Robert McAlmon fictionalized the era in “The Nightinghouls of Paris” and it is quite a read. It is thinly fictionalized memoir of the darker side of the lives of the expatriates in France. The story begins in 1928 and follows the changes in the lives of two Canadian youth, John Glassco and Graeme Taylor while they both aspired to become writers. In Paris they meet Robert McAlmon who shows the around and introduces them to the writers and artists in residence
When McAlmon fled Paris in the late 40’s he lost his manuscripts for this book ad redrafted it from memory. It then sat as a typescript at Yale University. It has now been edited by Sanford J. Smoller who also wrote an introduction. Here s a special and unusual book in that it manages to bring anonymity and reality together. The book concentrates on the racial, national and social picture that the expatriates faced daily.

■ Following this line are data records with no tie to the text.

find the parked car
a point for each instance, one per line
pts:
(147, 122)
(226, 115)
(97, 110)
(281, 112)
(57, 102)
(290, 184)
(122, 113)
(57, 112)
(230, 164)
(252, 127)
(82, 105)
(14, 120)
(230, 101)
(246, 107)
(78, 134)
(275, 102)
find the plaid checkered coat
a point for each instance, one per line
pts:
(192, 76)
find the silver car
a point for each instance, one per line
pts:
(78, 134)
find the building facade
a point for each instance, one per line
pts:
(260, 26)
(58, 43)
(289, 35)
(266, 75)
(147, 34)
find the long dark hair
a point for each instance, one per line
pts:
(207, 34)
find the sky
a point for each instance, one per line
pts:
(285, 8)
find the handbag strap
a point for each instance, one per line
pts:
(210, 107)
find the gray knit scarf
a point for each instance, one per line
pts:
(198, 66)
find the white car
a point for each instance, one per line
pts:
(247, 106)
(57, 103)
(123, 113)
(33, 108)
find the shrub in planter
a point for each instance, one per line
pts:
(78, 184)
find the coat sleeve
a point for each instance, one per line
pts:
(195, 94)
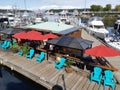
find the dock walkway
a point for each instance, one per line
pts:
(114, 61)
(45, 74)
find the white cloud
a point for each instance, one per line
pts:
(54, 7)
(5, 7)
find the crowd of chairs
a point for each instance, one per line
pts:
(107, 76)
(97, 75)
(5, 44)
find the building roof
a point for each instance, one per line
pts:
(54, 27)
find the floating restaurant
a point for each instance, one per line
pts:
(46, 60)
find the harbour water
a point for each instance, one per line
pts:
(11, 80)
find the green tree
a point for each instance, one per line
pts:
(96, 8)
(117, 8)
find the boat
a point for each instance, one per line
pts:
(96, 27)
(114, 39)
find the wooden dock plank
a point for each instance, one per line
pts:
(77, 83)
(91, 86)
(87, 84)
(82, 84)
(45, 71)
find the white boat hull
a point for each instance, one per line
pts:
(113, 43)
(98, 33)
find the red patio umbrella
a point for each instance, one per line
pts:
(102, 51)
(35, 35)
(21, 35)
(50, 35)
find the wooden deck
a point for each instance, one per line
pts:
(45, 74)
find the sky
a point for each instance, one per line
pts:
(54, 4)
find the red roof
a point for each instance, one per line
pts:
(102, 51)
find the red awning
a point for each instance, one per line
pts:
(21, 35)
(102, 51)
(50, 35)
(34, 35)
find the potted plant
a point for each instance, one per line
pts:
(68, 67)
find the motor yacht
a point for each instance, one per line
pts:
(114, 39)
(96, 27)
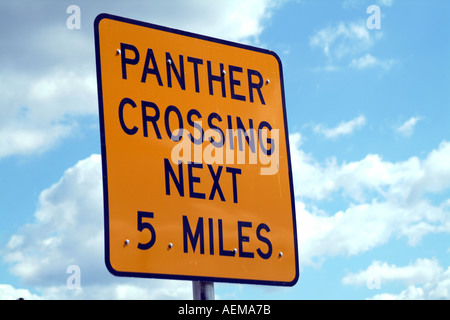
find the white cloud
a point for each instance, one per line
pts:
(68, 230)
(347, 44)
(425, 279)
(8, 292)
(407, 128)
(386, 3)
(419, 272)
(369, 61)
(343, 39)
(343, 128)
(379, 200)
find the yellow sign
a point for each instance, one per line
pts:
(196, 167)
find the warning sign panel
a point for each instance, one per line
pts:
(195, 153)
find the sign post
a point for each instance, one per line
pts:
(197, 178)
(203, 290)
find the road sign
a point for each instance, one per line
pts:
(196, 168)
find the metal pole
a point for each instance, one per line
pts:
(203, 290)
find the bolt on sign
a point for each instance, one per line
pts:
(197, 178)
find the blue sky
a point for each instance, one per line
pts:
(368, 114)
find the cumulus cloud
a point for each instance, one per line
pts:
(380, 199)
(347, 45)
(407, 128)
(425, 279)
(369, 61)
(68, 230)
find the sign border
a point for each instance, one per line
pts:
(97, 21)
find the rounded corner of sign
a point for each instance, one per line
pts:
(111, 268)
(276, 56)
(99, 18)
(294, 280)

McAlmon, himself, was a publisher of the avant-garde with his establishment of the Contact Publishing Company. He was a friend and a publisher to many and he is a writer in his own right. Learning about him in this book made me want to seek out his other works and find out more about him. In this book he looks at the Paris that was. His writing his beautiful and he is a true intellectual. His portraits of his characters are sharply and beautifully drawn.

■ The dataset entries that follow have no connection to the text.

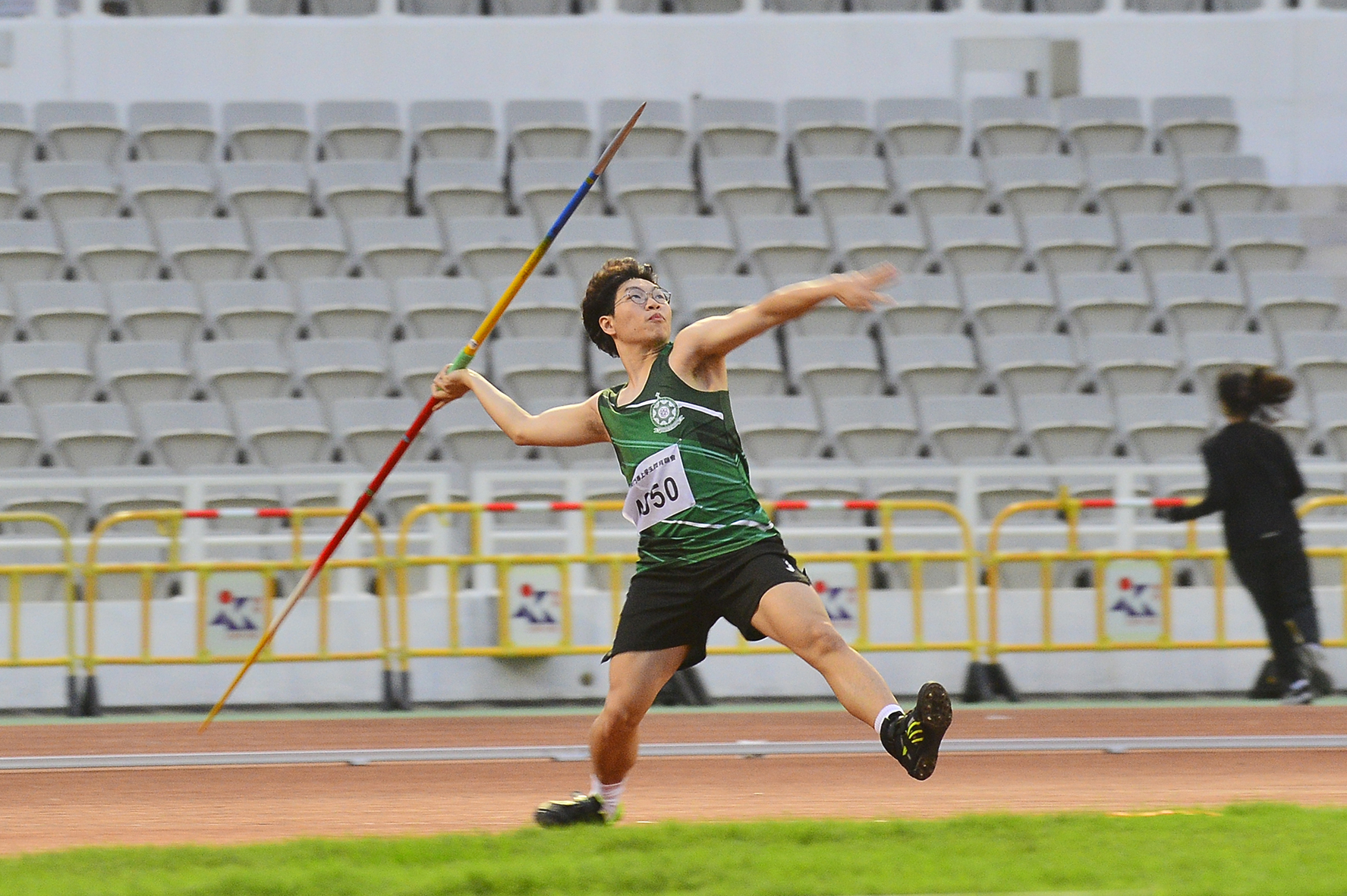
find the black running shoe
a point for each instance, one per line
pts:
(577, 810)
(914, 737)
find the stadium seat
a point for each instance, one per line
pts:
(112, 250)
(865, 241)
(1317, 359)
(1164, 426)
(341, 368)
(785, 250)
(544, 186)
(139, 373)
(870, 429)
(1133, 363)
(76, 131)
(1067, 426)
(585, 244)
(359, 131)
(170, 189)
(921, 305)
(688, 247)
(919, 126)
(1031, 363)
(662, 130)
(1261, 241)
(931, 364)
(1293, 300)
(549, 128)
(260, 190)
(836, 366)
(417, 363)
(460, 187)
(647, 187)
(371, 429)
(1133, 184)
(71, 190)
(90, 434)
(1102, 126)
(1198, 300)
(266, 132)
(399, 247)
(1227, 184)
(243, 369)
(546, 371)
(248, 309)
(778, 429)
(19, 439)
(1009, 302)
(206, 248)
(354, 190)
(29, 251)
(968, 426)
(441, 307)
(347, 309)
(189, 432)
(939, 185)
(754, 368)
(1072, 243)
(977, 243)
(453, 130)
(62, 310)
(747, 186)
(490, 247)
(736, 128)
(283, 432)
(156, 310)
(829, 127)
(1109, 302)
(1211, 354)
(543, 307)
(1013, 126)
(1163, 243)
(172, 131)
(302, 248)
(1036, 184)
(836, 186)
(1197, 126)
(46, 373)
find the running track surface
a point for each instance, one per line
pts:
(219, 805)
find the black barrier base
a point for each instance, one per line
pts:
(685, 689)
(987, 682)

This is just an incredible book. He plays down the sexual aspects of the years in Paris but it is all there between the lines and this makes the book that much more wonderful. The reader is forced to supplement the text and n doing so almost becomes part of it.
My field of study in graduate school was exactly this period so the book was a gift to me. I thought I pretty well was acquainted with the period and the people but after reading this, I realized how much I still do not know. I have always wanted to have lived during that period with the expatriates and now I hunger for it even more. It was exciting and I can image sitting down to tea with Gertrude Stein, Alice B. Toklas, F. Scott Fitzgerald, Ernest Hemingway and Robert McAlmon.